May I take separately the two points which my hon. Friend has raised? First, on the question of the Arab contribution, there is certainly a lack of clarity about the present Arab position. On the one hand, we have the United Nations Special Programme and, on the other, a number of bilateral responses which the Arab nations have been making. Indeed, it is imperative that by the September meeting of the EEC Development Council we have a very clear understanding of the relative contributions made in various forums, from the Arab nations and others. I have asked that that should be done, and I think it will be done in September.
Secondly, it is true that we have a tremendous bilateral responsibility. Indeed, among the countries which are suffering more severely, India, Bangladesh and Sri Lanka are traditionally those with a close association with us—we have already done a certain amount to help them bilaterally—but I emphasise that apart from the pro- and anti-Common Market arguments which rage here, it would be better if we could get this contribution through the EEC, because that is likely to produce better results from other countries which might otherwise be a little reluctant.
No, I have not, although I must tell the right hon. Gentleman that I have contemplated doing so in the last month or so. As I am sure the right hon. Gentleman will appreciate, there have been a number of almost fortnightly meetings of various international bodies, in some of which the Arabs were involved. There was, for example, a meeting a week ago in New York at which the Arabs were present, when it was hoped that a clear position would emerge. But between the World Bank, the Developing Assistance Committee and the United Nations, there have been so many opportune moments to get the matter clearer that I have hesitated to make any direct initiatives, although I do not rule them out.

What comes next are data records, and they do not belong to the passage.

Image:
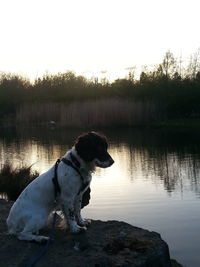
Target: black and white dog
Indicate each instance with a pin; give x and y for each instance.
(30, 211)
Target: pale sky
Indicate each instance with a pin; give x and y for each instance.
(91, 36)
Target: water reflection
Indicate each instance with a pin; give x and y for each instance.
(169, 158)
(154, 183)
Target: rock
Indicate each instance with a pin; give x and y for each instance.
(104, 244)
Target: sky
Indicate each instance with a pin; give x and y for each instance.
(94, 37)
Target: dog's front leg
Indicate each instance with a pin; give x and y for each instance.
(81, 222)
(69, 213)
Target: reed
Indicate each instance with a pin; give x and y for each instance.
(109, 112)
(14, 180)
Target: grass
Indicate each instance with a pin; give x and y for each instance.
(13, 181)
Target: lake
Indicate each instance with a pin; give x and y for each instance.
(154, 183)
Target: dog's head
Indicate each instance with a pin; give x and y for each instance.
(93, 146)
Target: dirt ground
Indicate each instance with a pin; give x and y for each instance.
(104, 244)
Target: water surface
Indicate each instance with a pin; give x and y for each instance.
(154, 183)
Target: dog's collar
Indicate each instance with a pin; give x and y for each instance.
(57, 189)
(73, 163)
(75, 160)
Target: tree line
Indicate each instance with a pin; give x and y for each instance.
(174, 88)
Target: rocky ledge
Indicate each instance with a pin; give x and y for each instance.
(104, 244)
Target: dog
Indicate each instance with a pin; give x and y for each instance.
(65, 184)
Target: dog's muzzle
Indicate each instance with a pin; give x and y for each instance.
(104, 164)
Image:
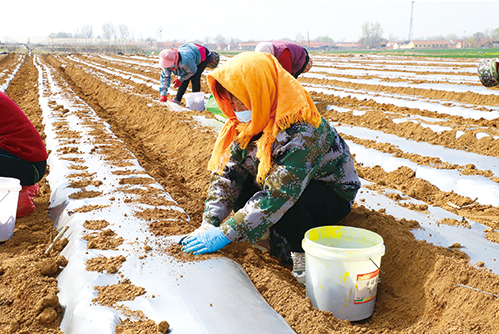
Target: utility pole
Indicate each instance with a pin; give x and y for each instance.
(410, 26)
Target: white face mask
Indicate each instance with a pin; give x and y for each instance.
(243, 116)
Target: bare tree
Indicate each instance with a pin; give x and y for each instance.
(123, 31)
(219, 39)
(495, 33)
(87, 31)
(372, 33)
(108, 31)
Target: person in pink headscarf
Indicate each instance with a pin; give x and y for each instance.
(293, 57)
(188, 63)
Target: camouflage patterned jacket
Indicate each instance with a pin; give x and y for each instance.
(300, 154)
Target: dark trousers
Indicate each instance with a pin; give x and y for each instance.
(319, 205)
(27, 172)
(195, 79)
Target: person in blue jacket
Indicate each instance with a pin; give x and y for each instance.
(188, 63)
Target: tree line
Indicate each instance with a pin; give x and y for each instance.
(371, 36)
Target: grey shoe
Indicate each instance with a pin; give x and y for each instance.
(263, 243)
(299, 266)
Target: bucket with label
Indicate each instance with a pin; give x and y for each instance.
(9, 195)
(342, 270)
(194, 101)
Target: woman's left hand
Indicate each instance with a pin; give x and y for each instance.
(207, 241)
(177, 83)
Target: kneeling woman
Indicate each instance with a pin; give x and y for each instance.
(22, 153)
(276, 163)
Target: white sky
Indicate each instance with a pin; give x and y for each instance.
(247, 20)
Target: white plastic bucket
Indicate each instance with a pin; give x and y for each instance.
(9, 195)
(194, 101)
(342, 268)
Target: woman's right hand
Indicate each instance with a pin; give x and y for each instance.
(203, 227)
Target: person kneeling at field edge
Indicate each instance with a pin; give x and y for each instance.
(22, 153)
(276, 163)
(292, 56)
(488, 72)
(188, 63)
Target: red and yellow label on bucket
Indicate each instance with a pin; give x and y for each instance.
(342, 265)
(367, 285)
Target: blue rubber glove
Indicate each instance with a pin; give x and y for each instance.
(203, 227)
(207, 241)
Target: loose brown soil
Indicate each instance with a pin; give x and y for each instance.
(419, 290)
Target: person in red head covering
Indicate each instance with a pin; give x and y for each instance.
(22, 152)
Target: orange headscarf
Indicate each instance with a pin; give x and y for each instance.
(275, 98)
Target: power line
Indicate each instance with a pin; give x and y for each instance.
(410, 26)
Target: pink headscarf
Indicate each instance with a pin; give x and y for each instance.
(167, 58)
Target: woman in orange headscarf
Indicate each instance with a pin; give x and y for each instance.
(276, 163)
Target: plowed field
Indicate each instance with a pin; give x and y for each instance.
(424, 100)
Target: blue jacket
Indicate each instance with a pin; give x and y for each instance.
(189, 60)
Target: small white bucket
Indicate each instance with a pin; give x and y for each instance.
(342, 268)
(9, 195)
(194, 101)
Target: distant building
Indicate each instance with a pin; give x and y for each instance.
(347, 46)
(439, 44)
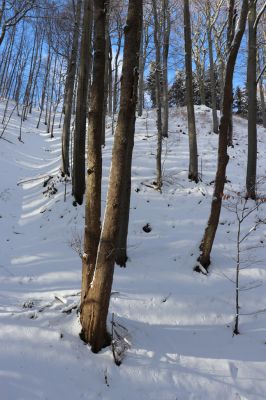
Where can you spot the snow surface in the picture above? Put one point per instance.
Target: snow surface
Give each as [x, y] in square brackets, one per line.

Will my right hon. Friend comment on the happenings at the last Organisation of African Unity conference in Mogadishu and say whether this is one of the chief causes of the dissension about the appointment of the Secretary-General? The Arab States have not pulled their weight here. Will my right hon. Friend—as she was asked a few moments ago—in some way intercede with the Arab States, with which we have some influence, to do something in this field for the developing nations of the Third World, namely, the black States?
I think that I should mention the other aspect of this matter—the Witteveen proposal for the recycling of money, in which the Chancellor of the Exchequer has been extremely involved. At this moment it is a very delicate decision as to how much one should take bilateral initiatives and how far one should rest on the United Nations and the other procedures which are continuing. I certainly do not rule out independent approaches, and there are one or two other donor countries which feel as I do.
The right hon. Lady will be aware that a Select Committee of the House is considering this matter. Will she undertake that when she receives that Committee's report she will respond to it more quickly than she has been able to respond to the earlier report of the Select Committee considering overseas development, in the light of Britain's membership of the Community? Furthermore, will she say whether her Department has considered whether there is a rôle for private capital and private investment in assisting the developing countries most badly hit by the oil crisis to reach higher standards of development?
On the last point, I hope to be able to make my own position clear before too long.
On the hon. Gentleman's second point, I hope to respond to the Select Committee's report very quickly indeed, although it is an ever-changing situation and it is likely to be so for the next two or three months.
In reply to the hon. Gentleman's first question, which asked why I had not responded more quickly to the report of the previous Select Committee, of which I was a member, I should have thought that my response would have been seen in action rather than in words.